China welcomes Myanmar’s embattled leader on first visit since coup
Myanmar’s military leader Min Aung Hlaing is on his first visit to China since he ousted the elected government led by Aung San Suu Kyi in February 2021.
The significant losses his regime has suffered in the civil war at the hands of poorly-armed insurgents has raised questions over how long he will remain at the helm.
So, the invitation to visit China – an important ally, neighbour and Myanmar’s largest trading partner – is significant, although it is not a state visit.
It is a long way from a Chinese endorsement of his disastrous handling of the post-coup chaos in Myanmar, but it does suggest that Beijing sees him as an essential part of a solution to the conflict there.
Leading a large delegation of officials and business figures, Min Aung Hlaing arrived on Tuesday in Kunming, a city in the province of Yunnan, which shares a long border with Myanmar.
He is attending a minor summit of countries in the so-called Greater Mekong Sub-region.
The embattled leader has cut an isolated figure since the coup, and been shunned by the regional gatherings which are usually attended by Burmese leaders.
The few overseas trips he has made since 2021 have mainly been to Russia, now a staunch ally.
During his visit, he is expected to meet Chinese Premier Li Qiang, who is presiding over the summit. But this is otherwise a low-level affair, attended by heads of government from other authoritarian governments in the region, such as Laos, Cambodia and Vietnam.
China always takes the symbolic importance of diplomatic protocol seriously, and will be conscious of the signal sent out by Min Aung Hlaing’s presence at a Chinese-hosted meeting.
This matters, after a perception over the past year that China might be preparing to wash its hands of Min Aung Hlaing, as the civil war has become increasingly costly for Beijing.
The ethnic insurgent alliance which has inflicted the greatest defeats on the Myanmar military operates along the border with China, and launched its offensive a year ago with the declared objective of shutting down scam centres of which thousands of Chinese citizens had become victims.
It was widely presumed that China, frustrated by the junta’s refusal to act, had given the insurgents a green light to move in and do so.
Since then, though, China has tried to rein in the insurgents, to prevent an outright collapse of the military regime in Nay Pyi Daw.
Beijing is known to be pushing Min Aung Hlaing to come up with a timetable for elections to bring an end to military rule. It wants cross-border trade restored, and ambitious Chinese investment plans for Myanmar protected.
Many of the groups fighting the military takeover in Myanmar have vowed never to negotiate with the coup leaders. They argue that the military must be taken out of Burmese politics for good and put under civilian control, and a new federal political system established.

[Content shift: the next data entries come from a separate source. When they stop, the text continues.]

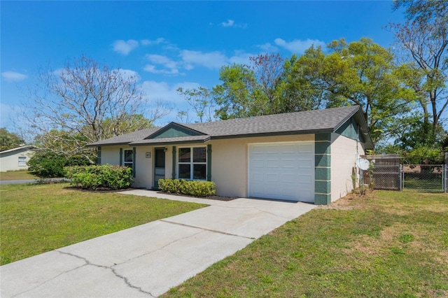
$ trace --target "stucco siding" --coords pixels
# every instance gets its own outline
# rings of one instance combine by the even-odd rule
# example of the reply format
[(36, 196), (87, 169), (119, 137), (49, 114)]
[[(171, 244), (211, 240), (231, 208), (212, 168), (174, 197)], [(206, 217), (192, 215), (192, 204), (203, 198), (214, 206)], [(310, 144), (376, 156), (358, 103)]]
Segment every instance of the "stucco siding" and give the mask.
[(314, 134), (273, 136), (214, 140), (211, 144), (211, 180), (216, 194), (225, 197), (248, 196), (248, 144), (314, 141)]
[(364, 154), (361, 143), (338, 134), (331, 135), (331, 201), (351, 192), (357, 175), (356, 158)]
[(101, 164), (120, 164), (120, 148), (132, 149), (128, 146), (102, 146)]
[[(0, 157), (0, 171), (27, 170), (26, 164), (33, 155), (31, 150), (4, 152)], [(19, 157), (25, 157), (25, 164), (19, 164)]]

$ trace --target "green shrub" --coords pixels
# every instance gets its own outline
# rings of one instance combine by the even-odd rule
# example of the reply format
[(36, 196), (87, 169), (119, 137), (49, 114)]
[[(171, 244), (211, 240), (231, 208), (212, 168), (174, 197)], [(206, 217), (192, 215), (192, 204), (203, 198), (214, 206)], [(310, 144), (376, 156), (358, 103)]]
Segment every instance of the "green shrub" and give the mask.
[(159, 179), (159, 187), (162, 191), (170, 194), (195, 197), (211, 196), (216, 192), (214, 182), (192, 180)]
[(38, 151), (28, 161), (28, 171), (40, 178), (64, 177), (64, 167), (89, 164), (82, 157), (67, 157), (50, 151)]
[(132, 170), (126, 166), (78, 166), (66, 167), (64, 171), (72, 185), (87, 190), (120, 190), (132, 184)]

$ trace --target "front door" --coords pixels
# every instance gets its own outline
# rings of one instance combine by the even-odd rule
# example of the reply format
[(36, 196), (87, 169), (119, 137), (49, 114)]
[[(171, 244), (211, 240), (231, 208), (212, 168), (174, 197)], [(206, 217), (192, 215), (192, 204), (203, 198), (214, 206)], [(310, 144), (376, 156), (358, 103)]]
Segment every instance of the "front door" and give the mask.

The National Unity Government (NUG), which represents the elected administration ousted by the coup, has objected to the implicit recognition given to the junta by China’s invitation to Min Aung Hlaing this week.
“Myanmar’s people want stability, peace and economic growth. It is Min Aung Hlaing and his group who are destroying these things,” said the NUG’s spokesperson, Kyaw Zaw.
“I am concerned that [the visit] will unintentionally incite a misunderstanding of the Chinese government among Myanmar’s public.”
But the opposition is still a long way from defeating the junta, and China fears that if it were to collapse, even worse chaos might ensue as different armed groups jostled for power.
It looks like China is willing to work with the junta, despite the military regime’s record of brutality and incompetence.
And for now, Chinese-led diplomacy is all there is because Western influence is negligible.
India, Myanmar’s other giant neighbour, has concerned itself largely with localised border issues.
And the efforts of Asean, the Association of South East Asian Nations, of which Myanmar is a member – essentially a five-point consensus agreed with Min Aung Hlaing just three months after his coup – have gone nowhere.
China alone has the commitment and influence to make a plausible attempt to end the civil war in Myanmar.